The Philosophers describe foure indranghts of this Ocean sea, in the foure
opposite quarters of the world, from whence many doe coniecture that as
well the flowing of the sea, as the blasts of the winde, haue their first
originall.
* * * * *
A Testimonie of the learned Mathematician master Iohn Dee, [Footnote: Born
in London in 1537. He was educated at St. John's College, Cambridge. He
was a man of vast erudition, but being, in Mary's reign, suspected of
devoting himself to the "black art," a mob broke into his house and
destroyed his library, museum, and mathematical instruments, said to be
worth L2,000; and he himself was cast into prison. He was in great favour
with Queen Elizabeth, who is said to haue paid him a salary, employed him
on secret political missions, and visited him at Mortlake. He professed
to be able to raise the dead, and had a magic ball (in reality a lump of
black lead), in which he pretended to read the future, and which was
afterwards in Horace Walpole's collection at Strawberry Hill.

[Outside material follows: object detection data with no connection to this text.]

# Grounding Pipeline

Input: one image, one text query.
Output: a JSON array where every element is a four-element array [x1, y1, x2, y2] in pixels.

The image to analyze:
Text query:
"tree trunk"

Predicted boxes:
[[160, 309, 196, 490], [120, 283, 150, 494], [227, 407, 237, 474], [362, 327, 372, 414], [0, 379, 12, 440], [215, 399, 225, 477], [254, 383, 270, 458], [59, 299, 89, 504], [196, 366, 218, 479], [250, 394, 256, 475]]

In 1596. he
was made Warden of Manchester College, and died in 1608.] touching the
foresaid voyage of Nicholas De Linna.
Anno 1360. (that is to wit, in the 34. yeere of the reigne of the
triumphant king Edward the third) a frier of Oxford, being a good
Astronomer, went in companie with others to the most Northren Islands of
the world, and there leauing his company together, hee transited alone, and
purposely described all the Northerne Islands, with the indrawing seas: and
the record thereof at his returne he deliuered to the king of England.
[Sidenote: Inuentio Fortunata.] The name of which booke is Inuentio
Fortunata (aliter fortuna) qui liber incipit a gradu 54.